REPUBLIKA.CO.ID, NEW YORK -- Muak dengan sikap Presiden AS terpilih Donald Trump, unjuk rasa terus terjadi di kota-kota besar di Amerika. Pengunjuk rasa takut masa depan Amerika tak jelas dan kekerasan akibat rasialisme meningkat.
Seorang pengunjuk rasa, Virginia Jimenez (45 tahun) dari Long Island mengatakan ia harus melakukan unjuk rasa menentang pernyataan Trump. "Saya harus menunjukkan tak semua orang Meksiko itu buruk, bahkan saya membesarkan tiga anak saya tanpa meminta sedekah dari siapa pun," katanya seperti dilansir New York Times, Sabtu, (12/11).
Pengunjuk rasa lainnya, Lisa Harris dari Long Island mengatakan, ayahnya merupakan seorang penyintas pembunuhan massal. "Saya tahu mengerikannya kebencian," katanya.
Aktivis Antirasialisme Ben Becker mengatakan, pengunjuk rasa semakin marah setelah melihat adanya upaya rekonsiliasi yang dilakukan Trump dengan Presiden Obama dan antara Trump dengan Hillary Clinton setelah ia mengalahkannya dalam pemilihan presiden. Pengunjuk rasa kesal mereka mulai berdamai dengan Trump.
Unjuk rasa akan dilakukan terus menerus hingga berhari-hari ke depan. Unjuk rasa yang sangat besar juga akan dilakukan pada saat pelantikan Trump sebagai Presiden Amerika pada Januari yang akan datang.

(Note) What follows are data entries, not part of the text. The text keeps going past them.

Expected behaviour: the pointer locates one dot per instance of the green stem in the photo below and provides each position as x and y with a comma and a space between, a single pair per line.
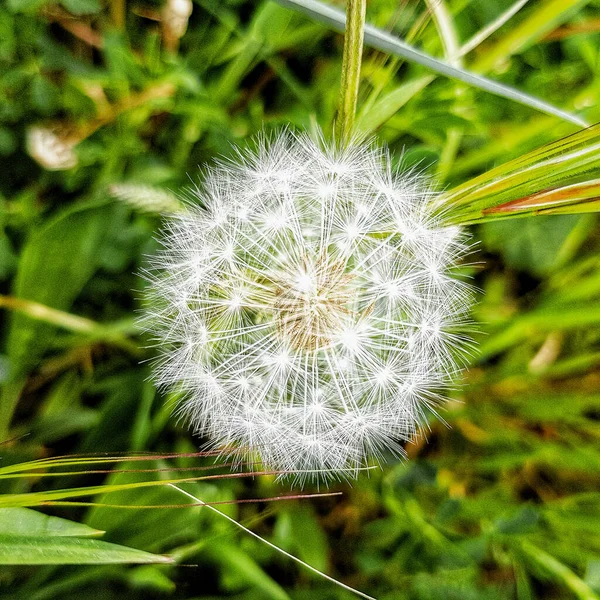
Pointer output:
353, 47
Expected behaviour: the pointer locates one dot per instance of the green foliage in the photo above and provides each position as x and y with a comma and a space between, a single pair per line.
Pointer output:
103, 115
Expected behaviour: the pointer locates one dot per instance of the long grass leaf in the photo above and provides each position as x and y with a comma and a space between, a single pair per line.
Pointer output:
381, 40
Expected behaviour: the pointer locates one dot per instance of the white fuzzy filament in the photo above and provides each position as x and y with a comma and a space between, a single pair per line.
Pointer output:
307, 310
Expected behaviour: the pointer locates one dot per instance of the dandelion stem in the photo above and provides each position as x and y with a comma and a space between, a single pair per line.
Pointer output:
353, 47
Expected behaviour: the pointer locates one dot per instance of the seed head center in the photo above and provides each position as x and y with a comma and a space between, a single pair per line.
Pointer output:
313, 306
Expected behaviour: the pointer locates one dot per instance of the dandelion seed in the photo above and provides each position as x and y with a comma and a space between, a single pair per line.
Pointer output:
307, 309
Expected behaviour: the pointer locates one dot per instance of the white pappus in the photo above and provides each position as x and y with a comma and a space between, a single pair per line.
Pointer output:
306, 307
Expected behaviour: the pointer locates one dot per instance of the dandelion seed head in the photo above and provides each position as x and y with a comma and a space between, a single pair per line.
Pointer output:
306, 308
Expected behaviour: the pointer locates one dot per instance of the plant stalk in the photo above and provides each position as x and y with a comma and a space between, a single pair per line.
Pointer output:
353, 48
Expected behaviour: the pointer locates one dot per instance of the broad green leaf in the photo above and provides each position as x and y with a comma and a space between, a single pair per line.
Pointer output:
25, 550
382, 40
27, 522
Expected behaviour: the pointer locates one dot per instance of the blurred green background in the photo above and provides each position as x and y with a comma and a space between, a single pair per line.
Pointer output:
106, 110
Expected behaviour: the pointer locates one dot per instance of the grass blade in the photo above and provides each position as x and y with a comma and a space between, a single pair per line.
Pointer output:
25, 550
381, 40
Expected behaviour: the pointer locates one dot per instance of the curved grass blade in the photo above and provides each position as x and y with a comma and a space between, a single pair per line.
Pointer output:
560, 177
271, 545
381, 40
26, 522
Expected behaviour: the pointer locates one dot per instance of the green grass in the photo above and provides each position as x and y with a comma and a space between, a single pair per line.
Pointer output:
503, 502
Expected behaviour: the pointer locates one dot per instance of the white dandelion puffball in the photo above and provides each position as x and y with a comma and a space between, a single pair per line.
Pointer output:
306, 308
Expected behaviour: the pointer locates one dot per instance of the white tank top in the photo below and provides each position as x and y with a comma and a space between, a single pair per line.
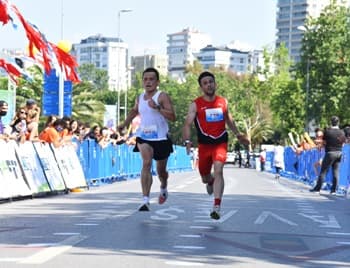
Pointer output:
153, 124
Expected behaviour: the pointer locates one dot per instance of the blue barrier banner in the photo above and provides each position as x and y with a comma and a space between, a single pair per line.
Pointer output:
33, 172
304, 167
49, 165
12, 182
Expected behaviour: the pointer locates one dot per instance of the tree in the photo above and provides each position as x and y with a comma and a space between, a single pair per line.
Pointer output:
99, 78
326, 59
286, 95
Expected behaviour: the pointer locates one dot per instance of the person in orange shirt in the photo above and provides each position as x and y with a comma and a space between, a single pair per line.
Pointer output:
211, 115
51, 134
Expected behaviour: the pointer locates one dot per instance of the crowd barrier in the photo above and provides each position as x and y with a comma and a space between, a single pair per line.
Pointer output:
119, 162
301, 167
31, 169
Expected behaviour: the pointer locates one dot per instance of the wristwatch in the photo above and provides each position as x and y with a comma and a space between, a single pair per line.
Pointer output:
187, 142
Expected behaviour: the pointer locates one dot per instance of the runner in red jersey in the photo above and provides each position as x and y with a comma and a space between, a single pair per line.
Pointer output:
210, 115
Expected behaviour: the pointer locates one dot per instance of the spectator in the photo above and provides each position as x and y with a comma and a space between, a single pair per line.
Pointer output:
262, 159
33, 116
50, 120
3, 112
94, 133
19, 125
334, 139
51, 134
278, 160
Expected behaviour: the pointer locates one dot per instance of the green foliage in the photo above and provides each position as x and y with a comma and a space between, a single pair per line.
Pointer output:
326, 58
97, 77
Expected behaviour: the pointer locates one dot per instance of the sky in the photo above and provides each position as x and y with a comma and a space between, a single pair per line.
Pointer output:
145, 28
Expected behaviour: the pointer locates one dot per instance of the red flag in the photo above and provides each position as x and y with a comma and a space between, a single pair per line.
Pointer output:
10, 69
67, 63
36, 39
4, 15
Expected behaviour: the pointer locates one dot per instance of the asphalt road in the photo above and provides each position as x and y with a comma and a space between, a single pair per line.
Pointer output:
265, 223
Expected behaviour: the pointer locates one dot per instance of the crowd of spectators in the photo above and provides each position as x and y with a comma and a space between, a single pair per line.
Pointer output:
25, 126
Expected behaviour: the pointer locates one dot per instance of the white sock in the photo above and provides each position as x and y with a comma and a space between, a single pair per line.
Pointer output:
145, 199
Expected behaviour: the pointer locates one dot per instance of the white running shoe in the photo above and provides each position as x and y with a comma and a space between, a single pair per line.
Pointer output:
144, 207
162, 197
215, 213
210, 189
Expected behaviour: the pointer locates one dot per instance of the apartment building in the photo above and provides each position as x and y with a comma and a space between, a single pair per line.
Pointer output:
106, 53
291, 16
158, 61
182, 48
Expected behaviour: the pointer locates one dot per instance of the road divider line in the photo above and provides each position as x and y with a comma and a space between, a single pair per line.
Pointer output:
48, 253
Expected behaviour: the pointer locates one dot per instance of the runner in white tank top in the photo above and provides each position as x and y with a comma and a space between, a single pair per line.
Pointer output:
155, 109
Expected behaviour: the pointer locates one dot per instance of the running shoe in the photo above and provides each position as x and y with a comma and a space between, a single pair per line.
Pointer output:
144, 207
162, 197
210, 189
215, 213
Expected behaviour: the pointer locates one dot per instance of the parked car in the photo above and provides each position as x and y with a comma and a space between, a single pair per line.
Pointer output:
231, 157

Ahli sejarah dari Rice University, Houston, Douglas G Brinkley mengatakan, unjuk rasa yang besar-besaran seperti saat ini seperti unjuk rasa yang terjadi pada 1860 di mana Abraham Lincoln terpilih sebagai Presiden Amerika. "Lincoln hanya memenangkan 40 persen suara rakyat saat terpilih menjadi presiden akibatnya unjuk rasa terjadi di berbagai wilayah di Amerika," katanya.